Biocompatibility of interactions that occur between implanted biomaterials and the host living tissue

Jun 21 2004

Researchers across the world are working toward biocompatibility by optimizing interactions that occur between implanted biomaterials and the host living tissue. Overcoming this significant technical challenge is likely to broaden the scope of biomaterials' applications.

"Thrombosis involving blood coagulation and adhesion of blood platelets to biomaterial surfaces as well as fibrous-tissue encapsulation of biomaterials that are implanted in soft tissues are two challenging issues for researchers in quest of biocompatibility," says Technical Insights Analyst Dr. James Smith.

Biocompatibility assumes greater significance as surgeons are increasingly focusing on treatment of chronic diseases.

For instance, spinal surgeons are turning their attention to technologies that can treat chronic back pain rather than focusing on achieving spinal stability, as fusion technology such as cages, bone grafts, and fixation devices attain maturity in terms of providing positive clinical benefits.
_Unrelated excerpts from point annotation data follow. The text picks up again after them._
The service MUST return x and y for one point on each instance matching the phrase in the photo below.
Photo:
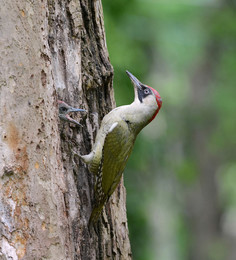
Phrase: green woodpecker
(115, 140)
(65, 109)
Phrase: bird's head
(146, 96)
(65, 109)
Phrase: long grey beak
(72, 109)
(135, 81)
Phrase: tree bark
(54, 50)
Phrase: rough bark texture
(49, 50)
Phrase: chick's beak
(135, 81)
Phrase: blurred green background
(181, 177)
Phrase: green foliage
(171, 45)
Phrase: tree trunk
(54, 50)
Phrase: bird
(65, 109)
(115, 140)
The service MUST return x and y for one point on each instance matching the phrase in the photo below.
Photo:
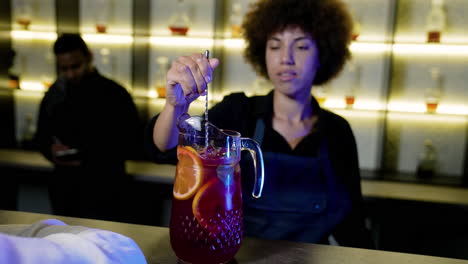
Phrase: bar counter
(155, 244)
(164, 174)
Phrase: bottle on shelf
(435, 23)
(12, 70)
(356, 21)
(107, 61)
(434, 92)
(235, 20)
(179, 22)
(24, 13)
(102, 15)
(354, 72)
(29, 130)
(356, 29)
(427, 161)
(162, 64)
(47, 78)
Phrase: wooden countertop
(155, 244)
(159, 173)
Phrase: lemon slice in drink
(188, 173)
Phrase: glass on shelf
(162, 64)
(28, 132)
(435, 21)
(434, 92)
(106, 60)
(427, 161)
(354, 72)
(102, 15)
(47, 81)
(236, 20)
(24, 13)
(356, 21)
(179, 22)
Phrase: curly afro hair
(327, 21)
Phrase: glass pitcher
(206, 220)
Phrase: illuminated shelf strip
(430, 49)
(32, 86)
(33, 35)
(108, 39)
(236, 43)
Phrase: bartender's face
(74, 66)
(292, 61)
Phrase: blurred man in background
(87, 126)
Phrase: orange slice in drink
(188, 173)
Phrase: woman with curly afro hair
(312, 189)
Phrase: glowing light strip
(427, 117)
(181, 41)
(32, 86)
(30, 35)
(362, 47)
(406, 107)
(108, 39)
(431, 49)
(359, 105)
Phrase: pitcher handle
(254, 150)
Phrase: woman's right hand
(188, 78)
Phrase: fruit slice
(188, 173)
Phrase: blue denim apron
(302, 199)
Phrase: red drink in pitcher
(206, 221)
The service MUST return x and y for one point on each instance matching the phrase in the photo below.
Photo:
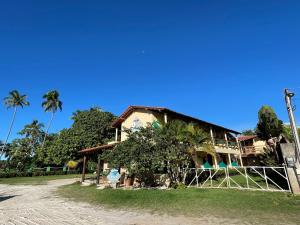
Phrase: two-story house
(224, 140)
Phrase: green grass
(38, 180)
(250, 206)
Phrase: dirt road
(38, 205)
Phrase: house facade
(224, 140)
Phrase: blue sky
(216, 60)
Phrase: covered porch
(94, 154)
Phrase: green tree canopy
(93, 126)
(90, 128)
(268, 123)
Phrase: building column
(212, 136)
(229, 160)
(83, 169)
(165, 118)
(98, 171)
(116, 137)
(226, 139)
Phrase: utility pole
(288, 100)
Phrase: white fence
(249, 177)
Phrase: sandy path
(37, 205)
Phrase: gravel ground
(38, 205)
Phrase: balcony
(226, 144)
(249, 150)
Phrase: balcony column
(212, 136)
(116, 137)
(226, 139)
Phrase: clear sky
(219, 61)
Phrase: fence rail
(250, 177)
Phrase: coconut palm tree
(51, 104)
(13, 100)
(34, 132)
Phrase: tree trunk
(46, 134)
(9, 131)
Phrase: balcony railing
(223, 143)
(247, 150)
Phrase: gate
(248, 177)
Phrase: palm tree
(51, 104)
(13, 100)
(34, 133)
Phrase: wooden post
(212, 136)
(229, 160)
(226, 139)
(240, 151)
(83, 169)
(216, 162)
(116, 138)
(166, 118)
(98, 171)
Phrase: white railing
(249, 177)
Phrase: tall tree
(13, 100)
(34, 132)
(51, 104)
(268, 126)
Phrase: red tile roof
(245, 138)
(97, 148)
(130, 109)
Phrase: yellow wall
(144, 116)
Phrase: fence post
(197, 177)
(266, 178)
(210, 177)
(246, 175)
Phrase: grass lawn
(249, 206)
(38, 180)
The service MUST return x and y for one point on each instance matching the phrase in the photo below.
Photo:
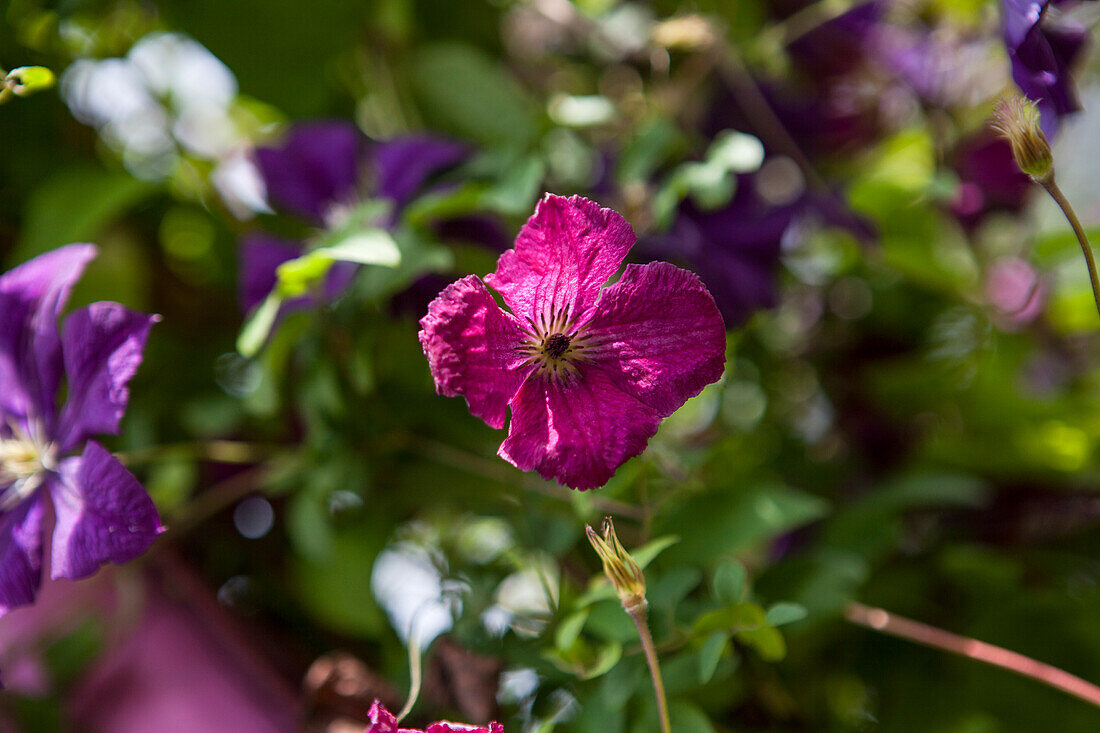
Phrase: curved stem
(1079, 230)
(655, 670)
(415, 674)
(914, 631)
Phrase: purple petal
(32, 297)
(102, 346)
(578, 433)
(260, 258)
(662, 336)
(103, 515)
(21, 554)
(471, 348)
(382, 720)
(316, 166)
(563, 254)
(403, 166)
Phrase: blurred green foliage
(923, 453)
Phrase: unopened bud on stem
(619, 567)
(1018, 120)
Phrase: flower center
(556, 345)
(23, 462)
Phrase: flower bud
(619, 567)
(1018, 120)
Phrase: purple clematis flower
(587, 372)
(736, 249)
(383, 721)
(46, 455)
(1042, 56)
(319, 173)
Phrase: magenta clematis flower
(587, 373)
(46, 455)
(383, 721)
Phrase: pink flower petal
(102, 346)
(32, 296)
(579, 430)
(661, 336)
(471, 348)
(563, 254)
(103, 515)
(20, 554)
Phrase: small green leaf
(767, 641)
(259, 326)
(30, 79)
(648, 553)
(295, 277)
(784, 613)
(711, 654)
(729, 580)
(607, 657)
(735, 617)
(570, 628)
(370, 247)
(515, 193)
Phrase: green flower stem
(638, 613)
(219, 451)
(415, 674)
(1063, 203)
(937, 638)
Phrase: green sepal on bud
(1018, 120)
(29, 79)
(622, 569)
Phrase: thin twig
(415, 673)
(1063, 203)
(216, 499)
(914, 631)
(638, 613)
(218, 451)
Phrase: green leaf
(728, 522)
(730, 619)
(30, 79)
(370, 247)
(309, 526)
(606, 658)
(785, 613)
(517, 189)
(259, 326)
(649, 150)
(711, 654)
(767, 641)
(75, 206)
(336, 592)
(464, 90)
(648, 553)
(570, 628)
(729, 580)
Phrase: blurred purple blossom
(383, 721)
(320, 172)
(1043, 54)
(101, 514)
(587, 371)
(736, 249)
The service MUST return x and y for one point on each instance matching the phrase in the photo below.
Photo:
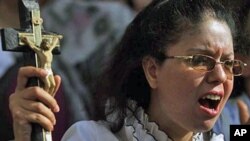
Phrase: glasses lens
(203, 63)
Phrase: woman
(169, 79)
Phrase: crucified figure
(45, 58)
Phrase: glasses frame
(190, 57)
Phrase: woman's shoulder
(89, 131)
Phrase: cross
(28, 39)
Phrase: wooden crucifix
(37, 46)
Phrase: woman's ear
(150, 68)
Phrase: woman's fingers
(24, 117)
(58, 83)
(41, 109)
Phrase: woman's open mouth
(210, 103)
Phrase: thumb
(243, 112)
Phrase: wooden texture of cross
(31, 29)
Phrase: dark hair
(160, 24)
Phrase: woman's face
(182, 98)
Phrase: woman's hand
(32, 104)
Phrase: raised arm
(32, 104)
Growing understanding of complex biological materials and development of novel biomaterials designed at the molecular level to meet specific medical applications are likely to mark future advancements toward biocompatibility.

One such development is tailor-made, designer polymers from a beaker by programming the modular polymer scaffolds to attract building blocks of small molecules. This 'one-beaker' process aims at simplifying the synthesis of designer polymers through self-assembly using combinatorial chemistry.

Researchers have used the same 'one-beaker' principle to build copolymers and modify properties of polymers by changing certain variables such as temperature, pH factor, ultraviolet light, and solvents.

Other exciting research prospects include the development of customized organic polymers that can be used to regenerate damaged nerves. Research on visual prostheses promises to restore vision for blind individuals by way of retinal implants.

However, researchers may have to face long periods of product testing, product cycle, and clinician acceptance while countering reimbursement issues before successful commercialization.

"The efforts of researchers are hampered by the current liability laws and stringent functioning of the Food and Drug Administration (FDA) in certifying the safety and effectiveness of the medical devices based on the results of clinical trials," informs Smith.

However, the FDA's conservative policy and demand for comprehensive documentation is understandable, as medical device manufacturers can be subject to liability lawsuits even after obtaining governmental approval.